We are off to a great start this quarter with a strong line-up of speakers, including Jensen Huang, co-founder of NVIDIA, Mari Baker CEO of PlayFirst, and Sheryl Sandberg, COO of Facebook. Each speaker offers unique insight on developing company culture and the role of leadership within the organization.
Pioneering a company is more than just building products. It's also about establishing a company culture, says NVIDIA Co-founder and CEO Jensen Huang. How do you organize hierarchies and structures? There's lots of trial and error, but it's also an organic process. Huang asks students of entrepreneurship to realize that skills, intellect, and training all matter for successful evolution - but they're not enough. Builders need passion and purpose above all.
After two decades in start-up entrepreneurship, Mari Baker, current CEO of PlayFirst, shares some of her lifelong strategies for long-lasting success. She stresses defining the relentless purpose of the enterprise, honing a focus, and building a conscious company culture, amongst other backbone-building tasks.
Facebook COO Sheryl Sandberg shares her trilogy of ideas for a successful start-up and a fulfilling career. Her thoughts include building an enterprise with scalable vision, building personalized, scalable products, and the ability to scale your own connections and capabilities.
Video Highlights From Last Quarter
In case you missed any of these great talks, here are a few highlights from last quarter.

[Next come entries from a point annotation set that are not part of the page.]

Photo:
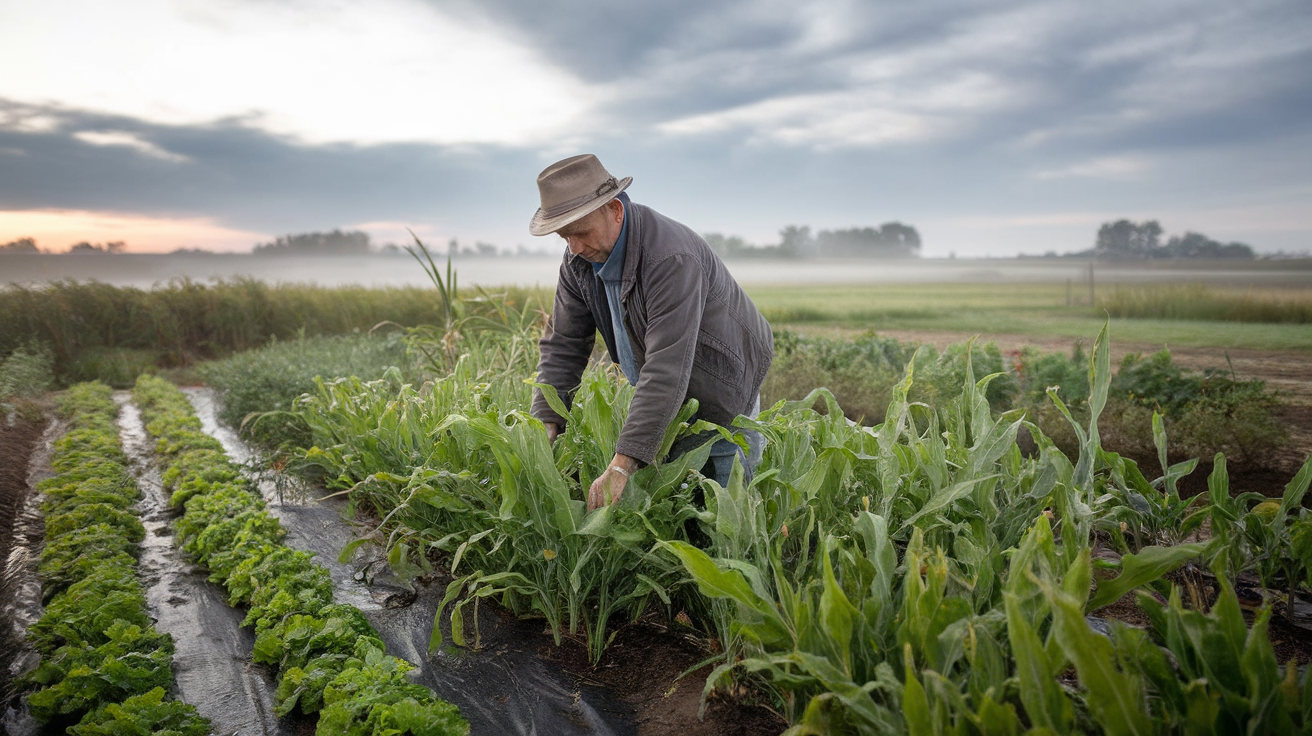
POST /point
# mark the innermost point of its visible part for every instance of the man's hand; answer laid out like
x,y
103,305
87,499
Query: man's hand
x,y
610,486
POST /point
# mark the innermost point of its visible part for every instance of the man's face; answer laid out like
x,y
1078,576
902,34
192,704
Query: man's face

Chemists, investors, software engineers, biomathematicians, etc., - and how they interact and build on one another's discoveries - are the crux of a young company's success, says Theranos President and CEO Elizabeth Holmes. If you want to define an industry, particularly one that is breaking new ground, the staff you choose to craft these innovations is essential. Choose wisely and carefully, suggests Holmes, as this decision is the largest indicator of potential prosperity.

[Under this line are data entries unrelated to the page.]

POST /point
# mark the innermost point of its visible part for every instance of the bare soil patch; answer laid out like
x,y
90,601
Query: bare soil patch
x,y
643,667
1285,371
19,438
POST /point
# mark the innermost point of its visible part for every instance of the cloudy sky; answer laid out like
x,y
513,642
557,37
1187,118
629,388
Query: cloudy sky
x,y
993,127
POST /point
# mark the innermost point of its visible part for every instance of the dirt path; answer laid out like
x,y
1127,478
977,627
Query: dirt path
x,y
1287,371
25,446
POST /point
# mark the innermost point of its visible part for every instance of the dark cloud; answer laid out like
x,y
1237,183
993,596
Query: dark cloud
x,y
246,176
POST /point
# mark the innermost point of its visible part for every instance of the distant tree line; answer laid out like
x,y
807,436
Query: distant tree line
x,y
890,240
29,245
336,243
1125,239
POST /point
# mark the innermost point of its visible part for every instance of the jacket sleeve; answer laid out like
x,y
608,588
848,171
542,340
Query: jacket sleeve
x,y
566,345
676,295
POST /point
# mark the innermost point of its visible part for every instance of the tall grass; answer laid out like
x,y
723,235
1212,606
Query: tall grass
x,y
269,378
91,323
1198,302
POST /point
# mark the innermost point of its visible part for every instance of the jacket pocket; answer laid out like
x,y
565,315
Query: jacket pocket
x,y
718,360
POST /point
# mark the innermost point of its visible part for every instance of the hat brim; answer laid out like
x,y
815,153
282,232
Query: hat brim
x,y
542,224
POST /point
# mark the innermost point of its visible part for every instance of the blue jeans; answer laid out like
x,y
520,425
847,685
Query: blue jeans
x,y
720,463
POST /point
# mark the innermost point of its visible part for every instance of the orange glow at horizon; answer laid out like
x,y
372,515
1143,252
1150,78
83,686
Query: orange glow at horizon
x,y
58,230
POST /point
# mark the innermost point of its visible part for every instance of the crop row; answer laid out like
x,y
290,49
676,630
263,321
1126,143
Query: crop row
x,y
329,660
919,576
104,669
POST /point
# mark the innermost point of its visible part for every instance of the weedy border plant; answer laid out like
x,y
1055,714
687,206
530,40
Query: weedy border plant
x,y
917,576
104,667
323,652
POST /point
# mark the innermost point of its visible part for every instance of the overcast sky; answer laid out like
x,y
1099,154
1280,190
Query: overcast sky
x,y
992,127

Most of the promise of post-industrial society has been realized, says Tom Siebel, Chairman of First Virtual Group, and all of the great technological advances and development of great companies are behind us. The tech sector is hovering around a mere three percent annual growth rate, says Siebel; keeping it just on par with the rate of current economic growth.
Why are companies that plant roots in academia or a research environment more successful than other start-ups? John Hennessy, President of Stanford University, says that these research-heavy innovators are not only well-versed in their subject matter, but they are also optimists for their project's eventual triumph.